I have been accessing the Flat River from M-21. I use the parking lot by the East edge of the dam. There appears to be a trail following the river. Is this trail public? If so how far does to go?


----------



## staplesguy

you can actually access the Flat right where it meets the grand just south of Lowell. When you are on M-21 going through town turn south at the light next to the big mill. The fairgrounds are about 1/2 mile on the left. Go in the last entrance at the white fence and this will take you down to the Grand. Bear left at the river and this road deadends. Park there. You are now at the mouth of the Flat. There are trails on both sides that are public. Have fun!!!!!


----------



## ThatGuyRooT

I live in belding on the river, a about 500 yards from the dam.

Have yet to fish yet, but seen photos of large like and bass from some localsort.

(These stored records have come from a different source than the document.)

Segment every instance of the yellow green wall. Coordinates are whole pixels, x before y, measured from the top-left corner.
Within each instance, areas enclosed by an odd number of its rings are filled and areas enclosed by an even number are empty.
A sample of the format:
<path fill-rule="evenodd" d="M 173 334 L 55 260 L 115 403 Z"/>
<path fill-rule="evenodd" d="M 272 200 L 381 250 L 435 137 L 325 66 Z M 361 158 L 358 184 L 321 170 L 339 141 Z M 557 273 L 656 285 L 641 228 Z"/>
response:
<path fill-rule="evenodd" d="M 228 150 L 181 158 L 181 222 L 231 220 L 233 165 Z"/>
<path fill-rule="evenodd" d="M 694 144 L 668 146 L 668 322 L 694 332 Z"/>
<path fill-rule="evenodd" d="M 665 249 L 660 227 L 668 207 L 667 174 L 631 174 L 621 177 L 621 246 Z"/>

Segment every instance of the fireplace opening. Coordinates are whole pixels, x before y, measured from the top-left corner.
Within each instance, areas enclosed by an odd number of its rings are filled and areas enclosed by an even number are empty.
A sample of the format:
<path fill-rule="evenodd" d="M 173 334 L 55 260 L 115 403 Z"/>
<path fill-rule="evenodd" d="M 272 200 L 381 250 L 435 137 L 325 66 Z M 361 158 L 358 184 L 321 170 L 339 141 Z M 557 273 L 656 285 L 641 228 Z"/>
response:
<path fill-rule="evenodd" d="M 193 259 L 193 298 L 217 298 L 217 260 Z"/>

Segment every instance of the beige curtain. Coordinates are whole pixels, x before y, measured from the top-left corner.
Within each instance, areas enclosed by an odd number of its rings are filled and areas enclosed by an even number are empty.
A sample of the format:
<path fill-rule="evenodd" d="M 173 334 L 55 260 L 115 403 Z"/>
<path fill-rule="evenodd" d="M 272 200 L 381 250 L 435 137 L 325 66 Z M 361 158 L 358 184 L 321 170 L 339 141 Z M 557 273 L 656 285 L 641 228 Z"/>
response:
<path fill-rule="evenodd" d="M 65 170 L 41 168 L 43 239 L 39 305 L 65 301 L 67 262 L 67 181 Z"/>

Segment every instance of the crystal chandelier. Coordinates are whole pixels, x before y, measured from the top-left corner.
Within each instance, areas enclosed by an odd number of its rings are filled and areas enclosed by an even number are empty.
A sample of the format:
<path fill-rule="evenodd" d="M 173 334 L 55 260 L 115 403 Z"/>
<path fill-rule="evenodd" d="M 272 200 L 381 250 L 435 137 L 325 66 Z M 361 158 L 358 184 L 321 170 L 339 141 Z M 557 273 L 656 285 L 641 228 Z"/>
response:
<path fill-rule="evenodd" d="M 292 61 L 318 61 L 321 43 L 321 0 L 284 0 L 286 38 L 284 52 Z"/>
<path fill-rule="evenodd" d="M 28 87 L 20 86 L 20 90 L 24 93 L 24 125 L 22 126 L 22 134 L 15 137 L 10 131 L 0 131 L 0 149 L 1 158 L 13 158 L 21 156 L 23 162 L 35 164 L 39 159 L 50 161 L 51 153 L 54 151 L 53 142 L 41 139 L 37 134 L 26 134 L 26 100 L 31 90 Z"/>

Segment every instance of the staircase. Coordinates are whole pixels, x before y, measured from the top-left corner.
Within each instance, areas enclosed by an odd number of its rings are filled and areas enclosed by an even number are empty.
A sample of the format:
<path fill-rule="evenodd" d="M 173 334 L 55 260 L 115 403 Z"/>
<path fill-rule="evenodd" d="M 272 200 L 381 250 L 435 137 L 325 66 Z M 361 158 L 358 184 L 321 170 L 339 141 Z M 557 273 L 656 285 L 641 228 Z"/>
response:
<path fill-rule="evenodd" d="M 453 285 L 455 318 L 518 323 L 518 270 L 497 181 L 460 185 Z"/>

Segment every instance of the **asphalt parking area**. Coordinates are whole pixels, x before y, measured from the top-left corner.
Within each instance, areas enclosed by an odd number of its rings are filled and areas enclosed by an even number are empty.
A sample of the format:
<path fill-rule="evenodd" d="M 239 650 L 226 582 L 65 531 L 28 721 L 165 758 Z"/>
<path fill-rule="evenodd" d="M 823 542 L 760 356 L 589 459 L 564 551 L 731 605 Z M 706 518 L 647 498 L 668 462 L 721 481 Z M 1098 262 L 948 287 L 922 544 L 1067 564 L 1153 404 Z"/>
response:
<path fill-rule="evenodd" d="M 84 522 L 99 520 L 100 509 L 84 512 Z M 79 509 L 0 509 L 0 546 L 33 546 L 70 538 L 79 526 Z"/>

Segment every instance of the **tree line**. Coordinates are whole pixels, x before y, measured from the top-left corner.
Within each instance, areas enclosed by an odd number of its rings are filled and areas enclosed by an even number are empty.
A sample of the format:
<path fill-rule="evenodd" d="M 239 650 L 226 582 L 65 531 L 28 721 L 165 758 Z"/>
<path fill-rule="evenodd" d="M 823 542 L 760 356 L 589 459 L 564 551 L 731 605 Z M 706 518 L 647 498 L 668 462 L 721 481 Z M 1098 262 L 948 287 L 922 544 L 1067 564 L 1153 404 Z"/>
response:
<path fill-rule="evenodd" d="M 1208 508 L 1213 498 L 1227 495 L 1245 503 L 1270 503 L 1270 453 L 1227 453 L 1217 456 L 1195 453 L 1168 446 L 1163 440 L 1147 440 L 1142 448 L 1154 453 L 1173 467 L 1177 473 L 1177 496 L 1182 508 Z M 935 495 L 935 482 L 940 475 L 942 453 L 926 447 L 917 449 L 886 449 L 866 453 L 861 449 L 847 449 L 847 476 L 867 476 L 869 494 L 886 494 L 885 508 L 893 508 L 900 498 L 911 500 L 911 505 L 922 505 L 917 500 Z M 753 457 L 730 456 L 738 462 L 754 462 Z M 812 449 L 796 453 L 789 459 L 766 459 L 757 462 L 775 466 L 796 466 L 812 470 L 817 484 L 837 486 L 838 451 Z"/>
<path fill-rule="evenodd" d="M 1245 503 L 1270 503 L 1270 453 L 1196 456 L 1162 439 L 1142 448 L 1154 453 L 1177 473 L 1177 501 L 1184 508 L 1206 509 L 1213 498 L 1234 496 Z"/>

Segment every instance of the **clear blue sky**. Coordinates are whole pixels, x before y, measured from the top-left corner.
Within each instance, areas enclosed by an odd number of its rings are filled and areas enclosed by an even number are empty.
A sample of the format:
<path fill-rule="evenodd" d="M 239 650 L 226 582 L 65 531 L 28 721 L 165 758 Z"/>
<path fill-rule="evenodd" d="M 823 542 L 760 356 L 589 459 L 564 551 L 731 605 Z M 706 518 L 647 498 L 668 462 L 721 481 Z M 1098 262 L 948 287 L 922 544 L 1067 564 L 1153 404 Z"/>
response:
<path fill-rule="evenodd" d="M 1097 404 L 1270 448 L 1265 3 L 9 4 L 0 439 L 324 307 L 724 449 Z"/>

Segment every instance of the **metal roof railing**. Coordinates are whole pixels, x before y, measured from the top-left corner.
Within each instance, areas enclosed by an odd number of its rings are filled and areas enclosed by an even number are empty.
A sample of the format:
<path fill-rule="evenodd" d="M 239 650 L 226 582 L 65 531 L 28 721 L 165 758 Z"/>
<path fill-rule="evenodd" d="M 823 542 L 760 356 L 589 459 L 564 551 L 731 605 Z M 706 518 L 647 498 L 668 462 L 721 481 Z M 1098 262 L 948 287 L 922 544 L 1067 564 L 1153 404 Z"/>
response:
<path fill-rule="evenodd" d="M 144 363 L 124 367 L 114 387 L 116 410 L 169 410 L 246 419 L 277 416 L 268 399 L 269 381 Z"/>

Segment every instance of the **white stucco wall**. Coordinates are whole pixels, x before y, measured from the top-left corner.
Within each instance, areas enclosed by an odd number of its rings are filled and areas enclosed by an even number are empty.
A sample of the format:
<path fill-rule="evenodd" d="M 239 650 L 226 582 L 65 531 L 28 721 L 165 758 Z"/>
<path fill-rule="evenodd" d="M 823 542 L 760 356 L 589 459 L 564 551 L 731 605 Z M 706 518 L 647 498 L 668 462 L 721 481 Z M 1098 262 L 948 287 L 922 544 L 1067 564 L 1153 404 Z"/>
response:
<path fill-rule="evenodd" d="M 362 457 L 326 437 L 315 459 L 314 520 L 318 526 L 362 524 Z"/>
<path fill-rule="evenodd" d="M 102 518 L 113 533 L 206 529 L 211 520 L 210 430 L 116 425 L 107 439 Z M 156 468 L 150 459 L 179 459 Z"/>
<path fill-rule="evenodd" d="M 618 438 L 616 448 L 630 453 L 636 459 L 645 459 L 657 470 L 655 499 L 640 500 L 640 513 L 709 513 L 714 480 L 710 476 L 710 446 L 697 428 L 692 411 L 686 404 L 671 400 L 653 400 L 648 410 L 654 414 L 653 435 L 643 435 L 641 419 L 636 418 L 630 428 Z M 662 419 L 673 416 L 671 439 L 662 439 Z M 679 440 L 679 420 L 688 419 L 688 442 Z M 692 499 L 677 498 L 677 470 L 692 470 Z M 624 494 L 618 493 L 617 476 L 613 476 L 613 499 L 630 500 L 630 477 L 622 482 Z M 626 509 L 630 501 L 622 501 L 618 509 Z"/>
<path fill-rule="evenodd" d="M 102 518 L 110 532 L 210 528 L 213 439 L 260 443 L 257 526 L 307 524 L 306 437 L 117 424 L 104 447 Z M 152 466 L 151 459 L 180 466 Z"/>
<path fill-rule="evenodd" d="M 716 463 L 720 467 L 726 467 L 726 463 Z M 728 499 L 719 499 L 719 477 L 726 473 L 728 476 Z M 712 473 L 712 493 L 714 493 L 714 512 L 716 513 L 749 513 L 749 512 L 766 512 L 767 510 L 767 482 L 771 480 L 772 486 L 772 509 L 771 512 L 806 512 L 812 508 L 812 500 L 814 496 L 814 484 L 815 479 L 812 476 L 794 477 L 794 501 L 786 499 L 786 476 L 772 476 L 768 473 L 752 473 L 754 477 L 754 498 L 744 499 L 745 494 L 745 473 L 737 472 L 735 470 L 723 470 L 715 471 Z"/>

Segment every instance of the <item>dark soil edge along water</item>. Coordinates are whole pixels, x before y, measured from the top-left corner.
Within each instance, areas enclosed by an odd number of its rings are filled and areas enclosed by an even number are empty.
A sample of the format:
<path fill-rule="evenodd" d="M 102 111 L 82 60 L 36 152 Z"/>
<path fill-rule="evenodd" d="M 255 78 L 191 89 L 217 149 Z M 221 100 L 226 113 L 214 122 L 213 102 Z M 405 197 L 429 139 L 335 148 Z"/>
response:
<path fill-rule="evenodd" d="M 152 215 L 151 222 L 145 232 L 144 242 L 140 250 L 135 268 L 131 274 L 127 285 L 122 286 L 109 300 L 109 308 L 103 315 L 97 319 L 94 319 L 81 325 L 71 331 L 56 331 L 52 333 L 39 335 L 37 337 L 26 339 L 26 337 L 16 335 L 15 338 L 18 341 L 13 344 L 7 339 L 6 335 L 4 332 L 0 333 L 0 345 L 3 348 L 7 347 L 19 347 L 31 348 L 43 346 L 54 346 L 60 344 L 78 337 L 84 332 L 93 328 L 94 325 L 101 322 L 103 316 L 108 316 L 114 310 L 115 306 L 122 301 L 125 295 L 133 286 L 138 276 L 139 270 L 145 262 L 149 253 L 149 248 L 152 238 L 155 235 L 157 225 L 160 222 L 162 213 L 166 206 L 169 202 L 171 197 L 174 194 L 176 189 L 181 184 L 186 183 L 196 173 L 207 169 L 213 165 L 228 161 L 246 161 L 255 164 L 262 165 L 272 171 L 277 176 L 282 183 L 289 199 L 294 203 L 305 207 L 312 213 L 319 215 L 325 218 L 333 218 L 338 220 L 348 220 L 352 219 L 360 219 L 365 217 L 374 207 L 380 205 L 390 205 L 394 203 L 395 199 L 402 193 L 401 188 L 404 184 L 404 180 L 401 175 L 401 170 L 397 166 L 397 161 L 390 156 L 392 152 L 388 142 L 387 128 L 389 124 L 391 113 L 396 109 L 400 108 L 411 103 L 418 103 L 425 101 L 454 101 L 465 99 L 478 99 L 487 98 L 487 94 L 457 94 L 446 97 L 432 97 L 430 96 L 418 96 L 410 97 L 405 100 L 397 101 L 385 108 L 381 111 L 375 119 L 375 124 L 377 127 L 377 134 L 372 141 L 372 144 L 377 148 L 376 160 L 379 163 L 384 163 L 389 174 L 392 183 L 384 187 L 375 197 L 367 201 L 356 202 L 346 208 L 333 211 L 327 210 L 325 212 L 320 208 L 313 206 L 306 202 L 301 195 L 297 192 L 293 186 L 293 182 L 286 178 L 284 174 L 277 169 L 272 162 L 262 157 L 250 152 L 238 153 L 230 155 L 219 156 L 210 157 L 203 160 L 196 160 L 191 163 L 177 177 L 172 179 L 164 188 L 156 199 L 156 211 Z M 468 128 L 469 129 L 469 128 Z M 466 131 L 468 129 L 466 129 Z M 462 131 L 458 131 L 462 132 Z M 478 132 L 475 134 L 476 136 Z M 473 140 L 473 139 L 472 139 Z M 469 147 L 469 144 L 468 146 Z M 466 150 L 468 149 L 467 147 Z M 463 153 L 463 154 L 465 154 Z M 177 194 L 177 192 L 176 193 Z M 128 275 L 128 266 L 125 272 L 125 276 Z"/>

New fly rod should be here tomorrow and I might take a walk and see what's around


----------



## barrett

You just responded to a post that has been inactive for 13 years haha


----------



## ThatGuyRooT

barrett said:


> You just responded to a post that has been inactive for 13 years haha


I thought about that.

Figured if I said anything about flat river I'd get a load of **** for not looking through the archives, lol


----------



## barrett

You will likely see a lot of smallmouth in there, I go out near fallasburg park where it gets shallow and throw a swirl tail jig and they destroy it.


----------